Piggybacking more information in response header
🚀 Feature Description and Motivation
Suggesting piggybacking more information in the header on the response. For example, currently gateway is returning the target-pod-ip on the response header. I suggest including more information in this manner on the response. It would be useful since we can get snapshot information at the per request level when the request is scheduled. Request granularity information will be very useful for post-analysis and more.
Candidate state information would be queue size, GPU memory utilization, KV cache hit ratio, RPS for each GPU, TPS for each GPU, etc. The exact list should be discussed. The requirement is that none of them shouldn't introduce overhead on request critical path.

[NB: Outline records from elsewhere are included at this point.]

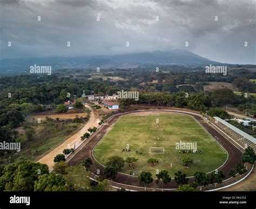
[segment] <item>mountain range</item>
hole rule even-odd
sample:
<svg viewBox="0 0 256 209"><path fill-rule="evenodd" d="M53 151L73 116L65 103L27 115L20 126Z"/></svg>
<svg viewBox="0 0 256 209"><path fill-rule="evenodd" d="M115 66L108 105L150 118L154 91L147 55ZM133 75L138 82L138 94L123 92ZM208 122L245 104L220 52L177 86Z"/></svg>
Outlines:
<svg viewBox="0 0 256 209"><path fill-rule="evenodd" d="M188 51L155 51L152 52L133 53L117 55L99 55L84 57L49 57L0 60L2 73L12 71L28 72L30 66L50 65L58 69L102 69L111 68L136 68L143 65L181 65L200 66L206 65L223 65Z"/></svg>

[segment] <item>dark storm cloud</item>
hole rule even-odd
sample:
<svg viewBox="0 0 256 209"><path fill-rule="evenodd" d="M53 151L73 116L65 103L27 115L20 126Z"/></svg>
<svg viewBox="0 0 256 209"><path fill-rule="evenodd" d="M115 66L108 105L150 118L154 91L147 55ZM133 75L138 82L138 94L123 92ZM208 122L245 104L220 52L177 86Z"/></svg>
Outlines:
<svg viewBox="0 0 256 209"><path fill-rule="evenodd" d="M2 0L0 52L16 58L178 49L219 62L255 64L254 2Z"/></svg>

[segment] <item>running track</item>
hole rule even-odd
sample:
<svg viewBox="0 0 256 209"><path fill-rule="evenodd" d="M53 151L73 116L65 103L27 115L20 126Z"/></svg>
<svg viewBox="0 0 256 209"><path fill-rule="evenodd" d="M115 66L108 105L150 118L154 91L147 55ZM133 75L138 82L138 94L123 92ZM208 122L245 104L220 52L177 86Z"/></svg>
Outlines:
<svg viewBox="0 0 256 209"><path fill-rule="evenodd" d="M80 147L79 147L76 151L74 155L73 155L68 161L68 164L70 165L77 165L80 164L85 158L91 158L92 160L93 164L90 169L91 173L90 173L89 177L92 179L95 179L97 170L99 170L100 173L102 173L104 166L99 164L95 159L92 153L93 149L122 116L129 114L131 112L142 111L160 111L181 113L181 111L179 111L171 109L166 110L167 109L168 107L165 108L164 110L137 110L136 111L119 113L110 117L107 120L107 122L104 124L104 125L98 129L96 134L89 138L87 141L85 143L84 145L81 146ZM221 135L218 131L216 130L212 125L209 125L207 122L204 120L201 116L188 112L181 112L181 113L193 117L213 138L216 136L220 139L220 141L218 141L218 143L227 151L228 154L228 157L225 164L219 170L223 171L224 172L226 177L225 179L228 178L228 172L230 169L232 167L235 168L236 164L241 162L240 156L242 154L241 151L232 144L232 143L229 140L227 140ZM193 180L194 178L192 177L190 178L189 181L191 183ZM121 186L122 185L120 185L120 184L125 184L126 186ZM143 185L138 182L137 177L127 175L121 173L118 173L116 178L113 180L113 181L110 181L110 184L112 186L116 186L117 187L122 187L131 190L144 191L145 190L143 187ZM155 181L153 181L152 183L147 185L147 187L149 187L147 190L152 191L152 188L161 188L161 184L157 185ZM150 187L151 188L150 188ZM163 188L176 188L177 187L177 185L176 182L174 179L172 178L171 182L164 185Z"/></svg>

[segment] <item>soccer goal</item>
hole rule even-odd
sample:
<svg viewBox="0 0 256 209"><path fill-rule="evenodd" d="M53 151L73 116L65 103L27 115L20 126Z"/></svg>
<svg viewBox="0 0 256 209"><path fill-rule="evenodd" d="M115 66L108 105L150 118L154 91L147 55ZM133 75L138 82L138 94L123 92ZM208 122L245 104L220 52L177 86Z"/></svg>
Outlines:
<svg viewBox="0 0 256 209"><path fill-rule="evenodd" d="M151 116L159 116L159 113L157 113L156 112L152 112L151 113Z"/></svg>
<svg viewBox="0 0 256 209"><path fill-rule="evenodd" d="M217 141L220 141L220 139L219 138L218 138L217 136L214 137L214 139Z"/></svg>
<svg viewBox="0 0 256 209"><path fill-rule="evenodd" d="M150 154L164 154L164 147L150 147Z"/></svg>

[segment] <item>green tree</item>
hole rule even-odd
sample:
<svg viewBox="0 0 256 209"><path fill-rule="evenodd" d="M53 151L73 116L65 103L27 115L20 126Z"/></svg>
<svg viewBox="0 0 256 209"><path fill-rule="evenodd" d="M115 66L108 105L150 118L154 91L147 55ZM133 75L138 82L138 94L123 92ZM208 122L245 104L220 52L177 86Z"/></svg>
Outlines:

Downside/overhead of including more information on the response header would be overhead in the gateway and the request size gets bigger. Neither is significant.
Use Case
post-analysis
Proposed Solution
piggybacking more information on the response header
@Jeffwan @varungup90 WDYH?
Only per request level information should be returned in response headers. The information listed in the issue is captured in the metrics which is reflected in dashboard and is queryable as well by client.
Yeah that's true. but if we want to map the state to a particular request that it was scheduled, snapshot is needed. I wonder what would be downside of it. any thoughts?
Request and response headers must be light weight. You can dump the state in logs for per request basis.
@varungup90 @Jeffwan Not sure you've heard of it. but in envoy, there was similar discussion in the past. They proposed ORCA. It is a proposal for an open standard for request cost aggregation. I think it was integrated into envoy officially. We don't need to follow the exact format but we can maybe think about so-called AIBrix ORCA things for AI specific metrics and support them in AIBrix.
An unrelated question: After appending the target-pod-IP to the request header, what is the subsequent process for routing to the specified pod based on the target-pod-IP within the request header?
@yexu-code I don't think we are currently supporting specifying the target-pod-ip in the request header to route a request to the specified pod. Is that what you asked? We can add this feature. I found this could be useful for testing purpose as well.